Der Begriff des kulturellen Gedächtnisses geht auf die Forschungen des französischen Soziologen Maurice Halbwachs (1877-1945) zurück. Die Professorinnen Astrid Erll (Goethe-Universität Frankfurt, Anglophone Literaturen und Kulturen) und Ann Rigney (Universität Utrecht, Vergleichende Literaturwissenschaften) tragen als Herausgeberinnen der vorliegenden Sammlung mit zwölf Aufsätzen diese Forschungen in die Gegenwart und erweitern sie durch einen transdisziplinären Überblick über die Mediatisierung kulturellen Gedächtnisses und ihre Dynamiken. Auf Grund der Internationalität der beitragenden Autoren und der Tatsache, dass die Sammlung in englischer Sprache erschienen ist, werden die Forschungen einem breiten Publikum zugänglich gemacht und wird der Kanon zum Thema damit bleibend erweitert.

Wenn Halbwachs selbst die Medien der Aufbewahrung kollektiven Gedächtnisses in seinen Schriften nur streift, so ist dies auf die untergeordnete Rolle von Medien im Alltag vor annähernd einem Jahrhundert zurückzuführen. Ohne die Medien ins Kalkül zu ziehen wäre das Studium des kulturellen Gedächtnisses jedoch heute sinnlos (vgl. Erll/Nünning 2004). Deshalb stellt der vorliegende Essayband die Fragen nach der Rolle der Medien bei der Produktion und beim Wiederaufgreifen und der Etablierung von kulturellem Gedächtnis und verwendet einen besonders weiten, integrativen Medienbegriff nach Erll (vgl. Erll/Nünning 2004; Zierold 2008). Neuronale und hirnphysiologische Zusammenhänge werden in diesem Denkansatz außen vor gelassen. Es geht um das kollektive Gedächtnis als soziales Phänomen, als etwas, das sich im Verlauf eines Lebens bildet und mit dem Kollektivbewusstsein der Bezugsgruppe übereinstimmt.

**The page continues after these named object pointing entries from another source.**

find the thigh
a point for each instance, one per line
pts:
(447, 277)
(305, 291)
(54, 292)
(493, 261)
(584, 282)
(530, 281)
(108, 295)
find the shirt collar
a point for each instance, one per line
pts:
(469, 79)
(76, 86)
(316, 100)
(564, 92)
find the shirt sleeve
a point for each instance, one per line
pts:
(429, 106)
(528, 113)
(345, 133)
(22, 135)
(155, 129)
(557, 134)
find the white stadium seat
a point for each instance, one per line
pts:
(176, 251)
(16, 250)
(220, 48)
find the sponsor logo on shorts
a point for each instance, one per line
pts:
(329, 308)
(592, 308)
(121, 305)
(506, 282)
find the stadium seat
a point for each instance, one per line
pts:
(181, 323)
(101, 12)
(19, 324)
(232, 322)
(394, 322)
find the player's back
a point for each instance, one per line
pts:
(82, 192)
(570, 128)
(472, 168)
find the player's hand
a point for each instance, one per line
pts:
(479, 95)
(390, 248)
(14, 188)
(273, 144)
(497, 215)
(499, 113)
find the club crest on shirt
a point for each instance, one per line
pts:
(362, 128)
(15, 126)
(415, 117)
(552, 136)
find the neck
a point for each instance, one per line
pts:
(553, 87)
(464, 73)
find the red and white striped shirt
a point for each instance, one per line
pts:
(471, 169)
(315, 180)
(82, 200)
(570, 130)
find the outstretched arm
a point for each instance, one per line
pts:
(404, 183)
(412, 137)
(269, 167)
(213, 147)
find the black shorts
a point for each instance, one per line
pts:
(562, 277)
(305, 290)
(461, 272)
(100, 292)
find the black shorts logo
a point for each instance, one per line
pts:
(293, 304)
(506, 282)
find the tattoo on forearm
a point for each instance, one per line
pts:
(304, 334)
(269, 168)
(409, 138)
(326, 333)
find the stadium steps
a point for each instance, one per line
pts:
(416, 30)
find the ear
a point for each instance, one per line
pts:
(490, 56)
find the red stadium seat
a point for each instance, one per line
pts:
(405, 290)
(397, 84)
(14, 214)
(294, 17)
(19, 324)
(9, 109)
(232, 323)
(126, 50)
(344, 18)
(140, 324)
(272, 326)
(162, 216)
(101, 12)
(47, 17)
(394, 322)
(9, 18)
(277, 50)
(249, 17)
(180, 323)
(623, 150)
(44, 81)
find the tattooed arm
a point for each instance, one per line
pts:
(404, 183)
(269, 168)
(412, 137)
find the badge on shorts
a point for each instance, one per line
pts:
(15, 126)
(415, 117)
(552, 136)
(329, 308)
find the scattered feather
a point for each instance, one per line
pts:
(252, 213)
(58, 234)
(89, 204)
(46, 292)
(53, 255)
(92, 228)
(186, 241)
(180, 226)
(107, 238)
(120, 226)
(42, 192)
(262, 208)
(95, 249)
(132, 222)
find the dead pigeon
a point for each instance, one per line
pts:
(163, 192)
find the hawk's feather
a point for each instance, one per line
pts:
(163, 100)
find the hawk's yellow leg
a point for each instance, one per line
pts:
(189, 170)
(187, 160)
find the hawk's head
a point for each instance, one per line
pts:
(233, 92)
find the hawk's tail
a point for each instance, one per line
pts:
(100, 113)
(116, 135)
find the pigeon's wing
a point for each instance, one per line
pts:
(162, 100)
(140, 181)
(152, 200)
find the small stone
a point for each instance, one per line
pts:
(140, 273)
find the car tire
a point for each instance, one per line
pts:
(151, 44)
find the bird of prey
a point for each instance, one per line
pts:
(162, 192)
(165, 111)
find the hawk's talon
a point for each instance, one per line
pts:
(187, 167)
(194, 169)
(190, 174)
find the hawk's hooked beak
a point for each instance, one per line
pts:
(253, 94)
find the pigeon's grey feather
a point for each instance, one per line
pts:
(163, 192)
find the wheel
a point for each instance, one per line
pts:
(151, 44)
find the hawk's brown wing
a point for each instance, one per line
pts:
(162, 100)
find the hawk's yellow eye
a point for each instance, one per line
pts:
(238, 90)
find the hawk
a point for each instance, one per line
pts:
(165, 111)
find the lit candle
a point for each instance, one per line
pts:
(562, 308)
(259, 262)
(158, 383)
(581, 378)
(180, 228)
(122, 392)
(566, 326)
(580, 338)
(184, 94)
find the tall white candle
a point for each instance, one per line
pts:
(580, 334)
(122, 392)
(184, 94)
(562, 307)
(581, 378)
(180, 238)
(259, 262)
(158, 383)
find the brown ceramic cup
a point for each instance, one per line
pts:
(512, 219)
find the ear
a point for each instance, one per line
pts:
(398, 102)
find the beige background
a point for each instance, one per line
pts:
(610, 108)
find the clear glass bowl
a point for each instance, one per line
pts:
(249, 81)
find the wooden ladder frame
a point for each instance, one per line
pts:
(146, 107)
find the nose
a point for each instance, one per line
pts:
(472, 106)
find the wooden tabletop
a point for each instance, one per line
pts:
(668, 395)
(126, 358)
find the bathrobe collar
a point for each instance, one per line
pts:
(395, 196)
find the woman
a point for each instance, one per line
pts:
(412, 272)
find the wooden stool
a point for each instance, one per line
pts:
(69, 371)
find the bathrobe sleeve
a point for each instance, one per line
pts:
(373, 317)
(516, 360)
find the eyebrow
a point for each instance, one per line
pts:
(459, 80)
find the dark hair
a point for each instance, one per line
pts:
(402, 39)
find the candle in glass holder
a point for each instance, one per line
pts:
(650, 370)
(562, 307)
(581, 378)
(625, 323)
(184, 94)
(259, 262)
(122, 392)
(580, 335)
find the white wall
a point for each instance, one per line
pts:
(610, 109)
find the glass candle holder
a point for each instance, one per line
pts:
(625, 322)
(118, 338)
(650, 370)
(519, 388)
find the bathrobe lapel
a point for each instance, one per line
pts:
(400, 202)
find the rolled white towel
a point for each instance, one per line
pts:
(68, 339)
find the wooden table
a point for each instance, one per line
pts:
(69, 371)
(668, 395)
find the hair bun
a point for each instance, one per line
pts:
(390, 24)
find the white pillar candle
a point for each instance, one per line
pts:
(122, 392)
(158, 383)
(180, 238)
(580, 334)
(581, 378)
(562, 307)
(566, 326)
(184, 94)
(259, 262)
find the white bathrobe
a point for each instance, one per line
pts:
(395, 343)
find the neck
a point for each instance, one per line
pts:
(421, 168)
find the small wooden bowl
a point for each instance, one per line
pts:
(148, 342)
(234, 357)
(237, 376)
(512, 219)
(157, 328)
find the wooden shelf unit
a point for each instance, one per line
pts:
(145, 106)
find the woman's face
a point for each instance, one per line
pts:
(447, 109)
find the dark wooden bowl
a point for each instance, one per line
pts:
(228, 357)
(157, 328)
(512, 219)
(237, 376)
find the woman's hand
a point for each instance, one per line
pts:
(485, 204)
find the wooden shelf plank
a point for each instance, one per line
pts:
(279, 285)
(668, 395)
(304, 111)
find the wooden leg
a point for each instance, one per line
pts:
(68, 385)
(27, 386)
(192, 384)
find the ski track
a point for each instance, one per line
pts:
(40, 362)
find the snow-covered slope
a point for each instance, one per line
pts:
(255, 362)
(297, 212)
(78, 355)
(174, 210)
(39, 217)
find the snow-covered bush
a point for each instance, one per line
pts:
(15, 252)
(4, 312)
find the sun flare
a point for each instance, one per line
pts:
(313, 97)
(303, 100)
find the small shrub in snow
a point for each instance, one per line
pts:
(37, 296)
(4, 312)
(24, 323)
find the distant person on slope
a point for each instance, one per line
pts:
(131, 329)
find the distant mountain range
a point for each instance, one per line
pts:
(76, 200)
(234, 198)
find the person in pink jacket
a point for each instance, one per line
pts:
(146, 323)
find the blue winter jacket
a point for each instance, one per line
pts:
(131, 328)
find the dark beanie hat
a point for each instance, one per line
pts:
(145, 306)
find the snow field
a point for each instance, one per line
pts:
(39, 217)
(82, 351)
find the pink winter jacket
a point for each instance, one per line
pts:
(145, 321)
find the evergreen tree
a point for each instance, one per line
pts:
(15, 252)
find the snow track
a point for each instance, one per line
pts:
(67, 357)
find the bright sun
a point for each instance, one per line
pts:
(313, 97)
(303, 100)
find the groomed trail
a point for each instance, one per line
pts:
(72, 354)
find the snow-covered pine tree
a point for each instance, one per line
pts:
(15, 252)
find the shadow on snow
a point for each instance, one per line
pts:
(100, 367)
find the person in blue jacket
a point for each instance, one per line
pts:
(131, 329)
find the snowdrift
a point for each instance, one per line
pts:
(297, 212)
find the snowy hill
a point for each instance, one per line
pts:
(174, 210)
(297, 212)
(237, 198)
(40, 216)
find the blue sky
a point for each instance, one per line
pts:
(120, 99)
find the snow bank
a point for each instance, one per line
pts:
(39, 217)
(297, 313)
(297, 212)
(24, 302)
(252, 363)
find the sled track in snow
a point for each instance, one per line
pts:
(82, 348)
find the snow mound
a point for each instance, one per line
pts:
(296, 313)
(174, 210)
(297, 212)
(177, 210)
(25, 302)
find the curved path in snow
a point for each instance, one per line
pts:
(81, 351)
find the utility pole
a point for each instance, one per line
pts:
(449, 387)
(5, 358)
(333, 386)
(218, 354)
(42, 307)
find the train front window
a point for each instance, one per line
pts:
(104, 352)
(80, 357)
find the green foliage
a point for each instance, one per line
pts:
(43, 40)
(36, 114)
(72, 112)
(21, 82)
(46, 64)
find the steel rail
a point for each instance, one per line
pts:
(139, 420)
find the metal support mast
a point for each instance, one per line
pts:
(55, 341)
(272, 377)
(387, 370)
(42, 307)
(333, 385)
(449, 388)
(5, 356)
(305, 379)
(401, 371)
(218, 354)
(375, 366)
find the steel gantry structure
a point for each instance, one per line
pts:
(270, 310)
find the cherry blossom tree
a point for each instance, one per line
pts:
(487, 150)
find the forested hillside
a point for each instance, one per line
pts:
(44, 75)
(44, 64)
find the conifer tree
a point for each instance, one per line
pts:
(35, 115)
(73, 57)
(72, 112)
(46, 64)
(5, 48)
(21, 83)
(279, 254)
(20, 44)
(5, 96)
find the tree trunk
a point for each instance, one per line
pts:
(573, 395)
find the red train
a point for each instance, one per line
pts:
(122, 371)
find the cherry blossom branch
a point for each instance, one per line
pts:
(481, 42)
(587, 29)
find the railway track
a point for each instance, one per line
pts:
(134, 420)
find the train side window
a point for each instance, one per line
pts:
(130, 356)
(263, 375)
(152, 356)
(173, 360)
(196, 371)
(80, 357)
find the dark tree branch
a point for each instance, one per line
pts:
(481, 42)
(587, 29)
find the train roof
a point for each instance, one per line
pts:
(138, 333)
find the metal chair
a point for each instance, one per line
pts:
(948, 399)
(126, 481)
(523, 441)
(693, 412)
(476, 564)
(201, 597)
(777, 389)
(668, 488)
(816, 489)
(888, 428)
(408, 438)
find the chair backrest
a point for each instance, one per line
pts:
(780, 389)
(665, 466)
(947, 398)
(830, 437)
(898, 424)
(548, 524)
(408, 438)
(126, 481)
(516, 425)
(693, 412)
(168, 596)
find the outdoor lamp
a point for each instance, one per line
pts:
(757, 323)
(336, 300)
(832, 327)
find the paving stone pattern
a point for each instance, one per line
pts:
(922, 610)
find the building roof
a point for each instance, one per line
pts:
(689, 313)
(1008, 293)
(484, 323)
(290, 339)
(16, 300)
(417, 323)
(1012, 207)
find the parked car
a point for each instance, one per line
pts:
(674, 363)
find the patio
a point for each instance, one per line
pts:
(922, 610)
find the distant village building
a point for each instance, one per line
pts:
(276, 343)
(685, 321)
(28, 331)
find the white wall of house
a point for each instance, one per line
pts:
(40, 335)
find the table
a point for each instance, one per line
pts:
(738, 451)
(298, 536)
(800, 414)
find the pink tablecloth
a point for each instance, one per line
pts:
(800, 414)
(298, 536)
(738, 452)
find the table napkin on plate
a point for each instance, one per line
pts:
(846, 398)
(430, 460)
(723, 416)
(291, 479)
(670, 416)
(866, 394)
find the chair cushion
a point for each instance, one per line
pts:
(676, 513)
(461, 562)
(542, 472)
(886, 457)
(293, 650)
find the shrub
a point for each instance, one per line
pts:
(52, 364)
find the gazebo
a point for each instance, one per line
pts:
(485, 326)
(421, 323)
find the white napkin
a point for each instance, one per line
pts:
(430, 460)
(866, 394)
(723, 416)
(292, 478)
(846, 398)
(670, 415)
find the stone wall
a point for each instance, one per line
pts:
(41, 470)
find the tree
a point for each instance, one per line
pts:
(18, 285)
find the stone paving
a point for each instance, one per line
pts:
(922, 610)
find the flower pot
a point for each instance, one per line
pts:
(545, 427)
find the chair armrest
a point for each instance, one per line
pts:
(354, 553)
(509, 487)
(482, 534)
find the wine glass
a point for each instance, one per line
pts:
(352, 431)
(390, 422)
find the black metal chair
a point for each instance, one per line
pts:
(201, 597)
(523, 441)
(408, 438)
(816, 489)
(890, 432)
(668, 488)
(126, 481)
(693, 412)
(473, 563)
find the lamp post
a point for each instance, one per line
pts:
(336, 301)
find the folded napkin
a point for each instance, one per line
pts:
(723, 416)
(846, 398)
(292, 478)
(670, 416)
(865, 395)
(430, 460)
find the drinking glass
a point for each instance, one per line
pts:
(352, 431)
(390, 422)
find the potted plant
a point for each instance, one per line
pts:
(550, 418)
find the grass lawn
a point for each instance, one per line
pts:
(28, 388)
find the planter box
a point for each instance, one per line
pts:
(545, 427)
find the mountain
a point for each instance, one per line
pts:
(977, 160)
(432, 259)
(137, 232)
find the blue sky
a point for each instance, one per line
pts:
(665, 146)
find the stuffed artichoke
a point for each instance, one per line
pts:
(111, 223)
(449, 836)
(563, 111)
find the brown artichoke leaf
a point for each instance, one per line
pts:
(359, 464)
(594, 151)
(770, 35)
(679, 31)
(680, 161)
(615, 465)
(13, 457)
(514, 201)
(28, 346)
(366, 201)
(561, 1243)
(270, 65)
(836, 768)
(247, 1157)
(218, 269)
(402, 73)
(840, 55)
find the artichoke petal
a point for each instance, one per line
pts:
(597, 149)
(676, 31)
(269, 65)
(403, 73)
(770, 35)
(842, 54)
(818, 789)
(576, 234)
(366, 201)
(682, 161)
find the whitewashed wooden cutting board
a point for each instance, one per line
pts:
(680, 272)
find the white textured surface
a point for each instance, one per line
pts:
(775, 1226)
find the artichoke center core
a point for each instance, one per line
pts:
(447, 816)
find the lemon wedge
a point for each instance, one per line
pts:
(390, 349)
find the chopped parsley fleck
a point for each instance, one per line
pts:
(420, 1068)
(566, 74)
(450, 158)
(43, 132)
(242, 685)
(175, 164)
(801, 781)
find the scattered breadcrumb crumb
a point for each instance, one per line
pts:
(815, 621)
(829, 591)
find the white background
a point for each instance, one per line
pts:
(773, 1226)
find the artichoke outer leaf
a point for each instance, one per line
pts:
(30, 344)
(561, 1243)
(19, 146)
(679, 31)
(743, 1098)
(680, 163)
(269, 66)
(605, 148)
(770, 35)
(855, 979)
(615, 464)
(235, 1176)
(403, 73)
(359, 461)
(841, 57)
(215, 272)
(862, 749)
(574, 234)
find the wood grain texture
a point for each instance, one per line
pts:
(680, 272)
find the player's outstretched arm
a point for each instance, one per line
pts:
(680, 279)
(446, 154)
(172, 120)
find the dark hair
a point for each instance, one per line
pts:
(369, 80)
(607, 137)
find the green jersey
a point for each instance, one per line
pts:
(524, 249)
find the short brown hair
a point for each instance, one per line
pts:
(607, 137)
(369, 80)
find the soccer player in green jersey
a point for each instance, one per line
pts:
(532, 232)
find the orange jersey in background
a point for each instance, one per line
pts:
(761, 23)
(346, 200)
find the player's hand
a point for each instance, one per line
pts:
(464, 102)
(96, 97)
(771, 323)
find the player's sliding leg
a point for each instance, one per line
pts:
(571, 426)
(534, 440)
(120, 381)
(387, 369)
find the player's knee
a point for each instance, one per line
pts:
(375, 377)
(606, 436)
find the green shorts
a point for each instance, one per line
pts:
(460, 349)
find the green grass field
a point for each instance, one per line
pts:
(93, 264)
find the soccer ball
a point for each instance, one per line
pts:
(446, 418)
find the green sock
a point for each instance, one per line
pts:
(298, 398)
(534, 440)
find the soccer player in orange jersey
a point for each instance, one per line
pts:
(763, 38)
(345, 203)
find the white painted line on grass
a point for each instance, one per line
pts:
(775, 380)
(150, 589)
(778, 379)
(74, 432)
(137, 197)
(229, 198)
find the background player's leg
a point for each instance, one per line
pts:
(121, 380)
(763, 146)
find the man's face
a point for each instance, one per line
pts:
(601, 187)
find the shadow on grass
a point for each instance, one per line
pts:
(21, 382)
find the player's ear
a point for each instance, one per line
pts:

Medien formen heute ganz entscheidend die Elemente und auch die Art und Weise des kulturellen Erinnerns und die Agenda des kollektiven Gedächtnisses. So haben Erll und Rigney ihre Sammlung mit mehreren Schwerpunkten ausgestattet: Nicht nur die Mediatisierung von Erinnerung und Gedächtnisleistung selbst ist im Fokus der Autorinnen und Autoren, auch die Remediatisierung und ihre Dynamik in der öffentlichen Wahrnehmung und in der Arena der Meinungsbildung stehen im Mittelpunkt. Damit erweitern Erll/Rigney das Forschungsfeld und ziehen den fundiert untersuchten Radius über sehr unterschiedliche Genres der Erinnerung – vom Medium Fotografie aus der Kolonialzeit über Reiseliteratur und den öffentlichen Ritus von Jubiläumsfeiern bis zu Nachrichtenmagazinen und fiktionalen Kinofilmen, angesiedelt in mehreren Ländern und verschiedenen Kontexten.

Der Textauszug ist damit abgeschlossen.